Ernst, a Republican facing a tough reelection this year, baselessly raised skepticism that US coronavirus deaths are being overcounted, peddling a false conspiracy theory that’s been refuted by health officials, as cases of coronavirus climb in Iowa.
She made the comments at a campaign event Monday in Waterloo, Iowa, when she told a crowd she is “so skeptical” of official Covid-19 data. She was responding to a man in the crowd who said he believed the theory that coronavirus cases and deaths had been overcounted, according to an account of the exchange by the Waterloo-Cedar Falls Courier.
The assertion that Covid-19 cases are overcounted has been debunked by US health officials, including Dr. Anthony Fauci, director of the National Institute of Allergy and Infectious Diseases.
“The numbers that you’ve been hearing, the 180,000-plus deaths, are real deaths from Covid-19,” Fauci told ABC’s Good Morning America on Tuesday. Many medical experts have insisted the Covid-19 death toll is actually being undercounted.
When CNN asked Ernst’s staff Wednesday to clarify the senator’s views, Ernst issued a statement that did not specifically retract her comments from Monday but that did acknowledge the latest coronavirus death toll as reported by the Centers for Disease Control and Prevention and US health officials.
“Over 180,000 Americans have died because of COVID-19,” Ernst said. “What matters is that we are getting the resources to Iowa that are needed to fight this virus and continuing to support our health care workers on the front lines, and that’s what I’m focused on.”
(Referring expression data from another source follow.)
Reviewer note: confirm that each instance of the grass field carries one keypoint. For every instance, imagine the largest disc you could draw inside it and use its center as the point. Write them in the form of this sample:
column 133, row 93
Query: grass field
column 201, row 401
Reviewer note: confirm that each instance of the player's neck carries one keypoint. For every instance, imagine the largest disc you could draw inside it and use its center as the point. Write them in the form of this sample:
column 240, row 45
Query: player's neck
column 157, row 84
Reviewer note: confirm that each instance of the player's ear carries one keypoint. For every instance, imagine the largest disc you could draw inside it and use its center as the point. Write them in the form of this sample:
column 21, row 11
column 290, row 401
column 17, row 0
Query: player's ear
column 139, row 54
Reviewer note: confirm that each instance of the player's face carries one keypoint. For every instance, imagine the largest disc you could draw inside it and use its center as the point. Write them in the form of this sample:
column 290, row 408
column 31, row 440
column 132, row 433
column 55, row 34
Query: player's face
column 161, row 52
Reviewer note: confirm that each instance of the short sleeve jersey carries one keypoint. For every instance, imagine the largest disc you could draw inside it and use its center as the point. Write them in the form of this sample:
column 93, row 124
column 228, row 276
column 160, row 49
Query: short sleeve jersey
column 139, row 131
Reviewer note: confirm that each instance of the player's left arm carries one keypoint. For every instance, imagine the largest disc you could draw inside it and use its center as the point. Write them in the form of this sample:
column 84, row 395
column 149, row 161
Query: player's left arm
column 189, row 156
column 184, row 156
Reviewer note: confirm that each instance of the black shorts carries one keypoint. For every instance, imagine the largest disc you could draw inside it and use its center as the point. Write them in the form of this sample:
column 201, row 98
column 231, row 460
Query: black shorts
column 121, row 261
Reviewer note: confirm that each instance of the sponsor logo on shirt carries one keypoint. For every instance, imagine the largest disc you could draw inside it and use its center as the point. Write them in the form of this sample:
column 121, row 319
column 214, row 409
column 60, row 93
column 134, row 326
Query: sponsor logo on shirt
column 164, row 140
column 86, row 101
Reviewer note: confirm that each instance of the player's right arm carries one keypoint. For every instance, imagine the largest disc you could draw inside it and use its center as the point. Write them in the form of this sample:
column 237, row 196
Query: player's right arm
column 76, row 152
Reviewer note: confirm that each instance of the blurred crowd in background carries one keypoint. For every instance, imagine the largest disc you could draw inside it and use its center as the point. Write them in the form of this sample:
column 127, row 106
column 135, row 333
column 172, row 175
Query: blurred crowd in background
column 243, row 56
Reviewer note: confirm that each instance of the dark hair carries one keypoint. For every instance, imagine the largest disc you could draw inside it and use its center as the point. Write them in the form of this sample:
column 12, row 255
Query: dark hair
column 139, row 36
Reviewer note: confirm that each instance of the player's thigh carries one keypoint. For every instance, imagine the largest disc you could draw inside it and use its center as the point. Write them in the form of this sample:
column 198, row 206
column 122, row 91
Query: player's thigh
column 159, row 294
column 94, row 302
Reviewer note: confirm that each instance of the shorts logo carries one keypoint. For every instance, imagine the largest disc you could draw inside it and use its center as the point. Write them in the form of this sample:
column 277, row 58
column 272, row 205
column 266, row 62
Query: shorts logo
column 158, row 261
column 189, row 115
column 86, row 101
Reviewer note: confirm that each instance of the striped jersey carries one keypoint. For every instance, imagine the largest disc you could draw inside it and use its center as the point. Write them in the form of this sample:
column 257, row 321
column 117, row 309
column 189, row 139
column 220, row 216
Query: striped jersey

At the same event in Black Hawk County, the senator also threw out a serious charge against medical professionals — suggesting they are fraudulently inflating the numbers of coronavirus patients in order to make more money. There is no evidence to suggest this, and health care professionals have strongly denied the baseless attack.
“These health care providers and others are reimbursed at a higher rate if Covid is tied to it, so what do you think they’re doing?” she asked the crowd, according to the Courier.
Following the event, Ernst clarified to the Courier she did not seem to know for a fact that health care providers were doing this, but it’s something she “heard on the news” as well as from “health care providers and others.”
Ernst’s office didn’t immediately reply to CNN’s request for comment about her suggestion about reimbursements.
But when asked if that was the motive and if she thought the numbers were inflated because of the higher reimbursements, she told the Courier: “That I’m not sure, and again that’s why I want somebody to really go back and do a good fact check on this and I don’t have the means to do that … but I do think that should be discussed because I heard the same thing on the news you know traveling across the state today.”
She added: “They’re thinking there may be 10,000 or less deaths that were actually singularly Covid-19. Now, no doubt that there are deaths and it creates complications with those that have other illnesses certainly, but those just attributable to Covid-19, I’m just really curious. It would be interesting to know that.”
The CDC confirmed that deaths counted as coronavirus deaths are truly deaths caused by Covid-19.
“In 92% of all deaths that mention COVID-19, COVID-19 is listed as the underlying cause of death,” the CDC said in a statement sent to CNN. Death certificates usually list other, underlying conditions that people had when they died, including high blood pressure.
Dr. Glenn Hurst, a family medicine doctor and chair of the Iowa Democratic Party rural caucus, called Ernst’s remarks “incredibly offensive” in an interview with CNN’s Brianna Keiler on Wednesday.
“It’s an offensive attack on some of the best Iowans out there on the front lines,” Hurst told CNN.
Just one day before the event, Twitter removed a tweet containing a similar false claim about coronavirus death statistics made by a supporter of the baseless QAnon conspiracy theory, which President Donald Trump retweeted.
The White House coronavirus task force report sent to Iowa officials this week included a warning to take precautions, like instituting a mask mandate and closing down bars, as Iowa currently has the highest rate of cases in the US, which increased by 77.4% from the previous week.